Mesh-level collision detection

Extraction sites are post-processed via code specifically developed for efficient spatial registration using mesh surfaces¹²¹. To improve performance during tissue registration, the RUI uses bounding-box collision detection to determine (approximate but fast) intersections at runtime. To optimize accuracy, surface mesh collision detection is used during the enrichment phase to determine exact intersection volumes between a given RUI location and any anatomical structures it intersects with based on mesh-level colliders. The ‘3D Geometry-Based Tissue Block Annotation: Collision Detection between Tissue Blocks and Anatomical Structures’ code is available on GitHub¹²² and the API is deployed to AWS¹²³.

HRAlit

The HRA DOs from the sixth release (for 4,499 anatomical structures, 1,295 cell types and 2,098 biomarkers) were linked to 7,103,180 publications, which are associated with 583,117 authors, 896,680 funded projects and 1,816 experimental datasets³². The resulting HRAlit database represents 21,704,001 records as a network with 8,694,233 nodes and 14,096,735 links. It has been mined to identify leading experts, major papers, funding trends or alignment with existing ontologies in support of systematic HRA construction and usage. All data and code are at https://github.com/cns-iu/hra-literature.

HRApop

HRApop provides experimental data evidence for the existence of specific cell types and mean biomarker expression values for datasets and anatomical structures for which 3D reference models exist. In the sixth release of the HRA, there are 1,192 anatomical structures of 516 types (unique Uberon IDs) for 65 organs (including male/female and left/right).

There are three criteria that experimental datasets have to meet to be used in HRApop construction: they must (1) be spatially registered using the RUI; (2) have cell type population data (for example, an H5AD file that can be annotated via CTann tools (Supplementary Table 1) or via proteomics workflows); (3) come from a data portal with quality assurance/quality control or have been published in a peer-reviewed paper.

To construct HRApop v.0.10.2, we downloaded 9,613 H5AD single-cell transcriptomics datasets from four data portals: HuBMAP, SenNet, CZ CELLxGENE and GTEx. Exactly 5,118 H5AD datasets were healthy and could be annotated using Azimuth, CellTypist or popV (Supplementary Table 1). In addition, we downloaded 74 single-cell proteomics datasets from HuBMAP published in two papers^69,120). In sum, 553 datasets (479 sc/snRNA-seq transcriptomics and 74 spatial proteomics datasets) satisfied the three criteria and were used for HRApop construction.

The resulting HRApop v.0.10.2 was validated and optimized by making predictions for datasets for which both an RUI-registered extraction site and a cell type population exist.
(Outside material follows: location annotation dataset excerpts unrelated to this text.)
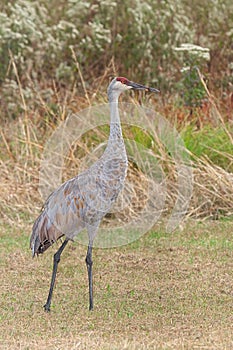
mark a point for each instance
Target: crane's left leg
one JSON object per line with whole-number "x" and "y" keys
{"x": 89, "y": 263}
{"x": 56, "y": 260}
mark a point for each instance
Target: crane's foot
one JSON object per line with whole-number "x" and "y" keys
{"x": 47, "y": 308}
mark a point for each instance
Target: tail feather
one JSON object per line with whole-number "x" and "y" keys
{"x": 44, "y": 234}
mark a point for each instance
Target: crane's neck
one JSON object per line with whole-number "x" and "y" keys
{"x": 115, "y": 124}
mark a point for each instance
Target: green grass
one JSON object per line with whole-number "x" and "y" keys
{"x": 163, "y": 291}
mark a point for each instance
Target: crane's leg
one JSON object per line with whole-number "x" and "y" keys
{"x": 89, "y": 263}
{"x": 56, "y": 260}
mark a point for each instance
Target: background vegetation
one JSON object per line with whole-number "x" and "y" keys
{"x": 57, "y": 57}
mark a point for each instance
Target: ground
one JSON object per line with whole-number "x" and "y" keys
{"x": 164, "y": 291}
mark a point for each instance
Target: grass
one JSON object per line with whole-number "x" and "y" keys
{"x": 164, "y": 291}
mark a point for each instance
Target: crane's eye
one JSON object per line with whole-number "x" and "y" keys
{"x": 122, "y": 80}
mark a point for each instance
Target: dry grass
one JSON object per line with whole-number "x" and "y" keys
{"x": 164, "y": 291}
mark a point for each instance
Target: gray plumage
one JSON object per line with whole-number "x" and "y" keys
{"x": 83, "y": 201}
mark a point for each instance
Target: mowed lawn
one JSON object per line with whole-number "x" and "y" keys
{"x": 164, "y": 291}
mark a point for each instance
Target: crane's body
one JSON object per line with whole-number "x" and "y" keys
{"x": 83, "y": 201}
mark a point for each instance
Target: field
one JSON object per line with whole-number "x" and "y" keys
{"x": 169, "y": 288}
{"x": 164, "y": 291}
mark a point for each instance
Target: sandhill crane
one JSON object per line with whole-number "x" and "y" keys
{"x": 83, "y": 201}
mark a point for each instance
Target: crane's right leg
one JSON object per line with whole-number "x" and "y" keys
{"x": 56, "y": 260}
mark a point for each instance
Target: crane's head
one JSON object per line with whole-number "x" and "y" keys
{"x": 120, "y": 84}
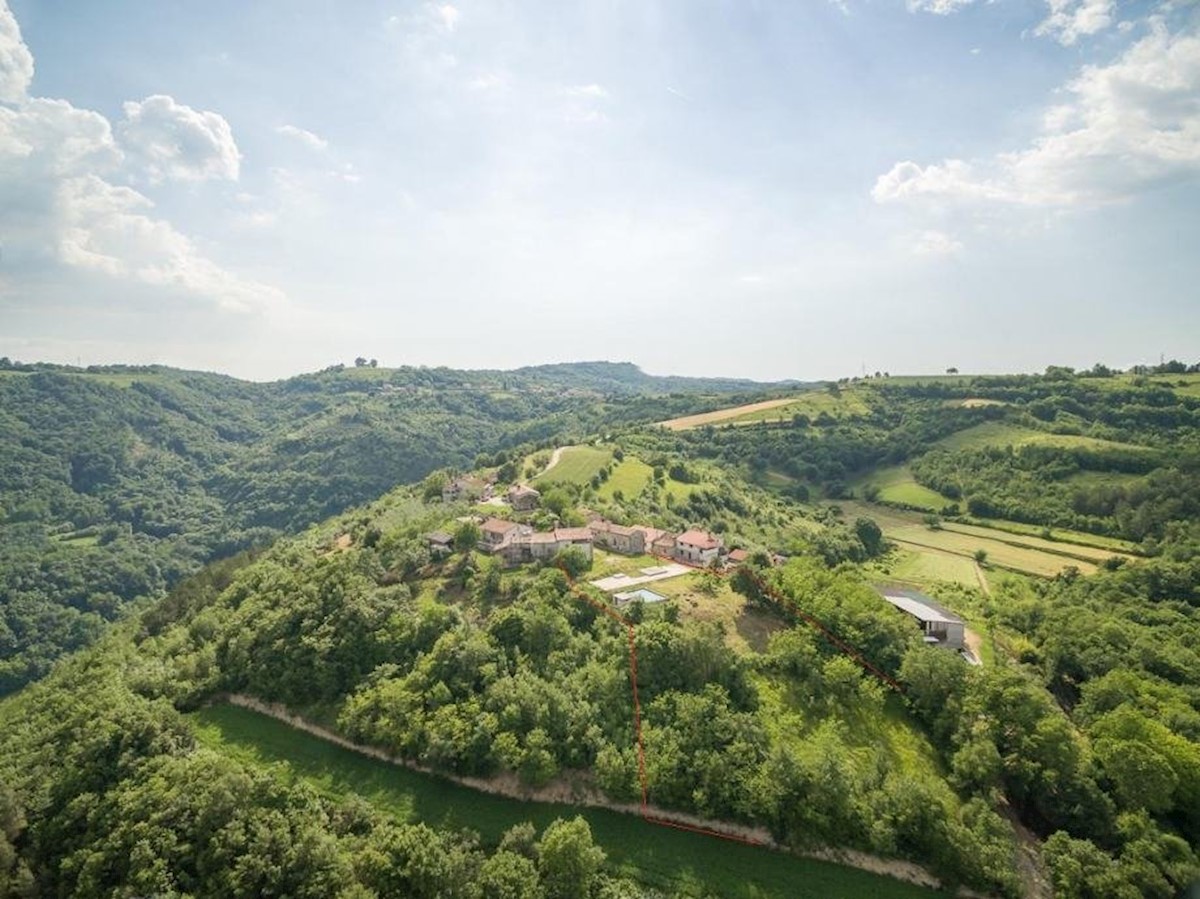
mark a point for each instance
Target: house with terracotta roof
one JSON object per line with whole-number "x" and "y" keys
{"x": 527, "y": 545}
{"x": 523, "y": 498}
{"x": 664, "y": 544}
{"x": 697, "y": 547}
{"x": 618, "y": 538}
{"x": 439, "y": 543}
{"x": 466, "y": 487}
{"x": 495, "y": 533}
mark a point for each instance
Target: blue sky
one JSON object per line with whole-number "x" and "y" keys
{"x": 766, "y": 190}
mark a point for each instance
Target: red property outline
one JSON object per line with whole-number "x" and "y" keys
{"x": 787, "y": 605}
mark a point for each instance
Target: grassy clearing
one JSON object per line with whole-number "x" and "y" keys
{"x": 1003, "y": 433}
{"x": 78, "y": 540}
{"x": 1060, "y": 535}
{"x": 847, "y": 403}
{"x": 747, "y": 629}
{"x": 576, "y": 465}
{"x": 1029, "y": 555}
{"x": 605, "y": 564}
{"x": 630, "y": 477}
{"x": 897, "y": 485}
{"x": 718, "y": 415}
{"x": 1087, "y": 553}
{"x": 928, "y": 567}
{"x": 689, "y": 863}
It was then used to predict cell type annotation or spatial origin for 2,004 HuBMAP, 166 SenNet and 4,789 CZ CELLxGENE datasets for which this information was missing.

VCCF distances and Vitessce visualizations in 2D

In support of constructing a VCCF^90,91,92, code that measures and graphs the distance of different cell types to blood vessel cell types in 2D and 3D (see SOP¹²⁴) has been developed. Distance plots can be overlaid on the tissue section using Vitessce^62,63 for 2D data and explored in 2D and 3D using custom code^120,125; Figs. 2a(viii) and 3a provide examples. A new tool, Cell Distance Explorer, is also made available to visualize cell-to-cell graphs and distance distributions for both 2D and 3D datasets (https://apps.humanatlas.io/cde).

Hierarchical community analysis of cell types

Hierarchical community analysis of cell types makes it possible to automatically detect multilevel FTUs⁶⁹. The approach uses the single-cell labels and x, y coordinates from spatial datasets. For the preview example featured in this paper (Fig. 3b), the dataset is a CODEX multiplexed imaging^83,118,126 dataset of the healthy human intestine⁶⁹. The original multiplexed imaging data was segmented, normalized and clustered using z-normalization of the antibody markers used with Leiden unsupervised clustering¹⁰⁰. Cell types were propagated to additional samples using the deep-learning algorithm (STELLAR) for cell type label transfer in spatial single-cell data¹¹⁷.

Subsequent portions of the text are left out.